Cuando comenzó a contarle sobre esa mañana, las palabras le fallaron.
–Y los detectives dijeron… dijeron que tal vez había estado con nosotros, en donde sea que estuvimos, así que ¿tal vez sepa algo? –Wendy frotó sus brazos intentando luchar con los escalofríos–. ¿Tal vez sepa en dónde están mis hermanos?
Hubo un silencio. Jordan se recostó contra su silla y dejó salir una bocanada de aire. Wendy intentó estabilizar su respiración, pero eso lo hacía todavía más difícil.

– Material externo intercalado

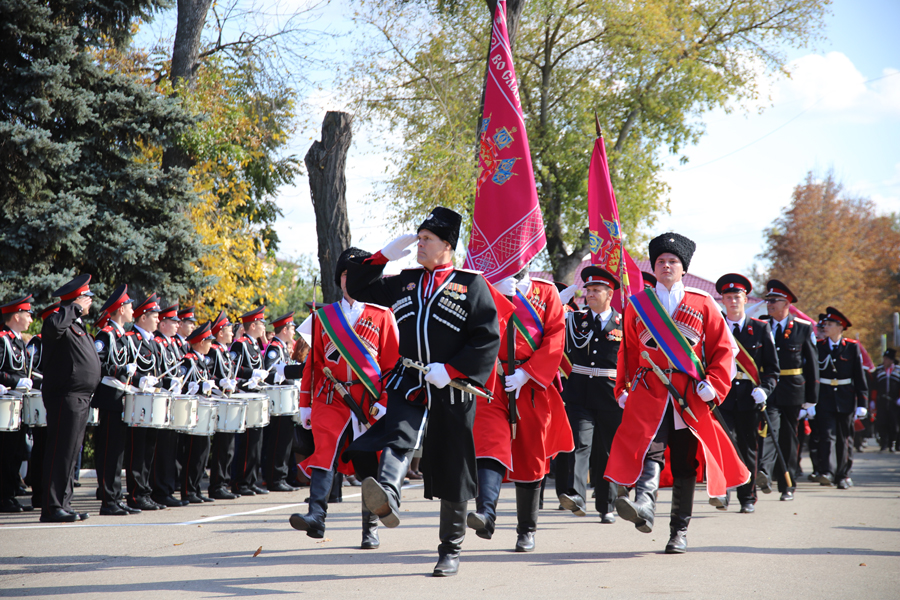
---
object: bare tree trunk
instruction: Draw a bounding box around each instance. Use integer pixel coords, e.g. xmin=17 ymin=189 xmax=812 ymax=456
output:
xmin=163 ymin=0 xmax=212 ymax=171
xmin=304 ymin=111 xmax=352 ymax=302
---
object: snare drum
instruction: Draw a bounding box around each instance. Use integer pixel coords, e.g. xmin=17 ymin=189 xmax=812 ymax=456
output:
xmin=122 ymin=392 xmax=172 ymax=429
xmin=0 ymin=396 xmax=22 ymax=431
xmin=216 ymin=399 xmax=247 ymax=433
xmin=171 ymin=395 xmax=200 ymax=431
xmin=188 ymin=398 xmax=218 ymax=435
xmin=22 ymin=390 xmax=47 ymax=427
xmin=260 ymin=385 xmax=300 ymax=417
xmin=231 ymin=394 xmax=269 ymax=429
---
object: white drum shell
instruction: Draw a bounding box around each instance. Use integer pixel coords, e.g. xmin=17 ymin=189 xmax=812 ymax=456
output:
xmin=261 ymin=385 xmax=300 ymax=417
xmin=22 ymin=390 xmax=47 ymax=427
xmin=188 ymin=399 xmax=219 ymax=436
xmin=123 ymin=392 xmax=172 ymax=429
xmin=0 ymin=396 xmax=22 ymax=431
xmin=216 ymin=400 xmax=247 ymax=433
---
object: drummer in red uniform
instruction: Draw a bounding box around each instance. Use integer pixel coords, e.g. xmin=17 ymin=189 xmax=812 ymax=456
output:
xmin=604 ymin=233 xmax=750 ymax=554
xmin=290 ymin=248 xmax=400 ymax=550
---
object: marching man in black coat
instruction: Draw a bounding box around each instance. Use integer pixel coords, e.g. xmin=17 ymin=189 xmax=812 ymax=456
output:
xmin=816 ymin=306 xmax=869 ymax=490
xmin=347 ymin=207 xmax=500 ymax=577
xmin=710 ymin=273 xmax=781 ymax=513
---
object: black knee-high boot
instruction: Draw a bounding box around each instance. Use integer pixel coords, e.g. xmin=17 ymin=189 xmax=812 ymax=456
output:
xmin=290 ymin=469 xmax=334 ymax=539
xmin=432 ymin=500 xmax=469 ymax=577
xmin=616 ymin=460 xmax=662 ymax=533
xmin=666 ymin=477 xmax=697 ymax=554
xmin=362 ymin=448 xmax=412 ymax=527
xmin=516 ymin=481 xmax=541 ymax=552
xmin=466 ymin=460 xmax=506 ymax=540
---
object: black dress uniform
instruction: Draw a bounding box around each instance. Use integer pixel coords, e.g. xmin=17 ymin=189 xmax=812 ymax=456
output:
xmin=872 ymin=348 xmax=900 ymax=452
xmin=206 ymin=313 xmax=236 ymax=500
xmin=719 ymin=316 xmax=781 ymax=512
xmin=556 ymin=266 xmax=622 ymax=523
xmin=757 ymin=280 xmax=819 ymax=500
xmin=178 ymin=322 xmax=213 ymax=504
xmin=263 ymin=312 xmax=303 ymax=492
xmin=347 ymin=207 xmax=500 ymax=576
xmin=25 ymin=302 xmax=59 ymax=508
xmin=815 ymin=306 xmax=868 ymax=489
xmin=41 ymin=275 xmax=100 ymax=521
xmin=230 ymin=306 xmax=269 ymax=496
xmin=0 ymin=295 xmax=34 ymax=512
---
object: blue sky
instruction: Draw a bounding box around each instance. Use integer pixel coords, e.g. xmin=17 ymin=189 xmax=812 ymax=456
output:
xmin=137 ymin=0 xmax=900 ymax=280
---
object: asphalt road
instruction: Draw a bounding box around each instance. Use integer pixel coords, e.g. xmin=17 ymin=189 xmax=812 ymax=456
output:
xmin=0 ymin=451 xmax=900 ymax=600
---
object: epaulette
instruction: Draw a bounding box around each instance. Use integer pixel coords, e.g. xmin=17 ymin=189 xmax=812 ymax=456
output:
xmin=684 ymin=286 xmax=712 ymax=298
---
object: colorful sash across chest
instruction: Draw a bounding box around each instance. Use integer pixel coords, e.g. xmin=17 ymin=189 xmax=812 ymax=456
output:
xmin=513 ymin=289 xmax=544 ymax=350
xmin=629 ymin=289 xmax=706 ymax=381
xmin=734 ymin=338 xmax=759 ymax=386
xmin=316 ymin=302 xmax=381 ymax=399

–¿Cuántos años tiene? –preguntó Jordan.
–No lo sé. Parecía tener mi estatura, pero es más joven que nosotras… ¿Tal vez de primer año de secundaria? –Wendy clavó una uña en su palma mientras observaba a Jordan asentir. Se le ocurrió que, si ese chico al desaparecer tenía más o menos la edad de ella y sus hermanos, tal vez podría implicar algún tipo de conexión.
–¿Y no lo reconociste?
De vuelta la pregunta que hacía que se le acelerara el corazón. No podía contarle a Jordan que pensaba que podía ser Peter Pan. Jordan, la única persona en la escuela que realmente le creyó cuando dijo que no podía recordar lo que le había sucedido a ella y a sus hermanos, que nunca la había presionado o dudado de ella, pero incluso su mejor amiga no podría creer algo así. No, Wendy no podía hacer eso, no cuando era tan completamente imposible.
Sacudió la cabeza.
–¿Y no lo encontraron? –indagó la otra, y pasó una mano por sus rizos.